Your library has Cry, The Beloved Country. They should be open today.

8 Comments
  • S.D. Smith
    6:20 PM, 12 April 2011

    Hip, hip, hooray. Thank you Alan Paton, What a fine book and an excellent few paragraphs on it, JR. I have always felt about this book what I feel about good hymns. They are too good for me to write, or write much about.
    This book is like a good hymn in other ways. It is truthful, poetic –musical even– and lands on forgiveness.

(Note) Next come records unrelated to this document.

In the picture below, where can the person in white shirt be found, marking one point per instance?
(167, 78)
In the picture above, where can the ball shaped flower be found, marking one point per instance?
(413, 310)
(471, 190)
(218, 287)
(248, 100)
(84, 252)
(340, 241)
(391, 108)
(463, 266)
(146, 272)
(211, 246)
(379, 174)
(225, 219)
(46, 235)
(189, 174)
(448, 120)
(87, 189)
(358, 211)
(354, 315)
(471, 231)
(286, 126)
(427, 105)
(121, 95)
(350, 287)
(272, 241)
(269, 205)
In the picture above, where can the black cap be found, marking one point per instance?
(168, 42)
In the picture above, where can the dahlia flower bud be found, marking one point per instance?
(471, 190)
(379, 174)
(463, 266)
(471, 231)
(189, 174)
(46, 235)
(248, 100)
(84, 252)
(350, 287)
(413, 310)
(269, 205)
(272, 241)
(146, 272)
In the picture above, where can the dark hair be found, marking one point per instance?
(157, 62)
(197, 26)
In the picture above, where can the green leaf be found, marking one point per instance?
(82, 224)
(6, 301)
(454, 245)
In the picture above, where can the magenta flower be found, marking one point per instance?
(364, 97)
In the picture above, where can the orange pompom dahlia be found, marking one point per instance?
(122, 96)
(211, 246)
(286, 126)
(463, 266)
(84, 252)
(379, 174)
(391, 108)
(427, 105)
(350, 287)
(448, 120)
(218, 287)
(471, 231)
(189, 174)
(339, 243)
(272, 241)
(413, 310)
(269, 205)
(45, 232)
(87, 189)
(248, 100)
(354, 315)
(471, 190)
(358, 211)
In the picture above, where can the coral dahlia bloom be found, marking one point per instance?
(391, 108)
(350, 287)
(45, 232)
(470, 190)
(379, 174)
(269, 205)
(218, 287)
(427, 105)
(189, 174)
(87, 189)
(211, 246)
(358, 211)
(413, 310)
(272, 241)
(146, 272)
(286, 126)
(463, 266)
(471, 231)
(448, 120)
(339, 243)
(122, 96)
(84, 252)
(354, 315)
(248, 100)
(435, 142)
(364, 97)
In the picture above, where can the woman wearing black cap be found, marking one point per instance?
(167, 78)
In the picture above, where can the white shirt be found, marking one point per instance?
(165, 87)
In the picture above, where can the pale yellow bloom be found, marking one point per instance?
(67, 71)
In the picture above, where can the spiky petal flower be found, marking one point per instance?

    Your point about the courteous ways of many of the blacks is telling. I have experienced that very personally. Especially among Zulus (like the fictional Umfundisi Kumalo) but also among many tribes both black and white in this beloved country, my second home.

  • Amy
    7:17 PM, 12 April 2011

    JR, I loved this book, too. We read it this past summer while Ford was in South Africa on a student exchange in the same exact geographic area as the setting of the book. Like S.D., I thought the book was lyrical, and anything I might say about it wouldn’t be adequate. You have done a lovely job, which is no surprise.
    J.R. is right…everyone should read this book. If you can’t find a copy, I will mail you mine. 🙂

  • Dan Kulp
    7:50 PM, 12 April 2011

    I read it and for weeks wanted to have a “go well”, “stay well” exchange anytime I parted company with someone. So much covered is so few words.
    Instead my cordial departure terms tend more towards – “what’s your vector, Victor.”

  • Jonathan Rogers
    8:00 PM, 12 April 2011

    Right on, SD. It was definitely hard to know what to say about this book. This one requires that you pick one little corner and say something and leave a whole lot unsaid.
    Actually, Amy, I lost my copy. Can you mail me yours?

    So, Dan, if you’re saying goodbye to someone online and both of you are staying where you are, do you say “Stay well…Stay well?”

  • S.D. Smith
    8:31 PM, 12 April 2011

    Dan: isiZulu also features a greeting of, “I see you.” I can’t remember if that’s in the book. The response, of course, is “I am here.” This is the way to say “hello,” and “hello back,” in isiZulu.
    OK, this is making me very nostalgic.

  • Loren
    1:22 AM, 13 April 2011

    I have this book in my home library…and it’s one I’ve intended to read for years and haven’t…. Good reminder and good motivation to pull it off the shelf!

  • sally apokedak
    1:58 PM, 13 April 2011

    I’ve never read it so I went to Amazon to check it out. In their sample pages I didn’t actually get to any of the story itself because there were three author notes written for different editions of the book. How he wrote the book and got it published is a fascinating story.

  • Canaan Bound
    3:46 AM, 14 April 2011

    S.D. Smith, “I see you” reminds me of Avatar. Eew!